How St Euphemia Saved Christmas

The martyr St Euphemia played a vital role in preventing the message of Christmas from being watered down.

451

Roman Empire 27 BC - AD 1453

Introduction

In 314, the Roman Empiror Costantine lifted all restrictions on Christianity, but intellectuals still held the philosophy of Plato in awe. Sometimes the Greek view of the Divine – remote, impersonal, unsullied by contact with Creation – tempted Christian clergy to back-peddle on the much more characterful God of Israel, who will dare all for love.

IN his Christmas sermons for December 428, Nestorius, newly-appointed Patriarch of Constantinople, expressed his reservations about a popular name for the Virgin Mary: Theotókos, God’s birth-giver. Call her birth-giver of a man, he said, or of Christ, but not of God. How could the Almighty undergo physical birth, or have a mother?

Some bishops agreed with him, but at a tumultuous synod in 451, held in the Cathedral of St Euphemia in neighbouring Chalcedon, the overwhelming majority declared Nestorius had gone too far. They reaffirmed the miracle of the Bethlehem cave – that God himself underwent human birth – and blessed the acclamation ‘Theotókos’ as a succinct way to safeguard it.

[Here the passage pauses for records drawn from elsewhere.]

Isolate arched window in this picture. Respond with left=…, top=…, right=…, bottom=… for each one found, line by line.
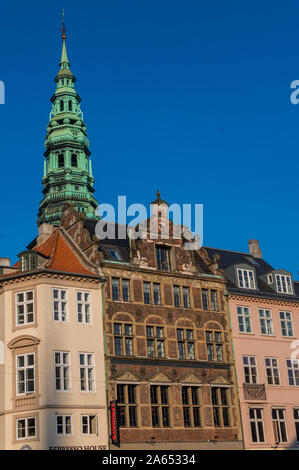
left=58, top=153, right=64, bottom=168
left=71, top=153, right=78, bottom=167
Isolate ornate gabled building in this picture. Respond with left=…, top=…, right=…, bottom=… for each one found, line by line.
left=61, top=197, right=242, bottom=450
left=205, top=240, right=299, bottom=449
left=0, top=23, right=246, bottom=450
left=38, top=23, right=98, bottom=225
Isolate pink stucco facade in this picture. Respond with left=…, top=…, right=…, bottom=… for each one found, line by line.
left=229, top=294, right=299, bottom=449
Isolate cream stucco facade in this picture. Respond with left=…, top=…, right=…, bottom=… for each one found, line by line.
left=0, top=273, right=108, bottom=449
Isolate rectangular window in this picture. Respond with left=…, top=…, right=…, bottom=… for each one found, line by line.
left=211, top=387, right=230, bottom=427
left=146, top=326, right=165, bottom=357
left=79, top=353, right=95, bottom=392
left=243, top=356, right=258, bottom=384
left=206, top=331, right=223, bottom=361
left=143, top=282, right=152, bottom=304
left=117, top=384, right=138, bottom=428
left=237, top=307, right=252, bottom=333
left=201, top=289, right=209, bottom=310
left=173, top=286, right=181, bottom=307
left=111, top=277, right=120, bottom=300
left=275, top=274, right=293, bottom=294
left=272, top=408, right=288, bottom=443
left=52, top=289, right=68, bottom=322
left=54, top=351, right=71, bottom=392
left=15, top=290, right=34, bottom=326
left=293, top=408, right=299, bottom=442
left=249, top=408, right=265, bottom=442
left=56, top=415, right=72, bottom=435
left=182, top=386, right=200, bottom=428
left=16, top=353, right=35, bottom=395
left=153, top=282, right=161, bottom=305
left=177, top=328, right=195, bottom=359
left=113, top=323, right=134, bottom=356
left=150, top=385, right=170, bottom=427
left=237, top=269, right=255, bottom=289
left=279, top=312, right=294, bottom=337
left=156, top=246, right=170, bottom=271
left=265, top=357, right=280, bottom=385
left=259, top=308, right=274, bottom=336
left=17, top=418, right=36, bottom=440
left=77, top=292, right=91, bottom=323
left=183, top=287, right=190, bottom=308
left=211, top=290, right=218, bottom=312
left=122, top=279, right=130, bottom=302
left=81, top=415, right=98, bottom=434
left=287, top=359, right=299, bottom=387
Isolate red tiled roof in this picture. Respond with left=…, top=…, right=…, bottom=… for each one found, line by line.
left=0, top=228, right=95, bottom=278
left=35, top=229, right=95, bottom=275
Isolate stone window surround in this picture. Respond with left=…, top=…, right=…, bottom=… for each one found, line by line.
left=11, top=285, right=38, bottom=332
left=8, top=335, right=40, bottom=409
left=12, top=412, right=40, bottom=444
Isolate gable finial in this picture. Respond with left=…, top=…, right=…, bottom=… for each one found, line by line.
left=61, top=8, right=66, bottom=39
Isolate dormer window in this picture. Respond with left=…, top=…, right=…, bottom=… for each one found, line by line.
left=275, top=274, right=293, bottom=294
left=156, top=246, right=170, bottom=271
left=237, top=269, right=255, bottom=289
left=20, top=251, right=37, bottom=272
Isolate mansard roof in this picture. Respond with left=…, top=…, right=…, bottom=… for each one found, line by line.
left=204, top=247, right=299, bottom=302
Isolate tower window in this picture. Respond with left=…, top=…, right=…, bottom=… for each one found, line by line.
left=58, top=153, right=64, bottom=168
left=72, top=153, right=78, bottom=167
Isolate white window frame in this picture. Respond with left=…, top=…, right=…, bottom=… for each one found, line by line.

However, divisions remained on the wording of a statement of faith. So they drew up two, opened the tomb of the martyr Euphemia, and under the Emperor Marcian’s impartial eye placed them side by side on her body.

The tomb was resealed by the Emperor, and the bishops retired for three days of prayer and fasting.

The modern name for Constantinople is Istanbul. It was the capital of the Roman Empire from 330 to 1453, when it fell to the Turks, remaining the capital of their Islamic empire until the Great War of 1914-1918.

Précis
In 428, a dispute arose over whether people should address the Virgin Mary as ‘God’s mother’. Bishops gathered at Chalcedon near Constantinople to defend the traditional practice in 451, but could not agree a form of words. So they put two texts into the tomb of the martyr Euphemia, resealed it, and left them there for three days.
Sevens

Suggest answers to this question. See if you can limit one answer to exactly seven words.

Why did some people object to referring to the Virgin Mary as God’s mother?

Suggestion

They insisted God could not be born.

Jigsaws

Express the ideas below in a single sentence, using different words as much as possible. Do not be satisfied with the first answer you think of; think of several, and choose the best.

Ordinary people liked to call Mary ‘God’s mother’. Some clergy disapproved.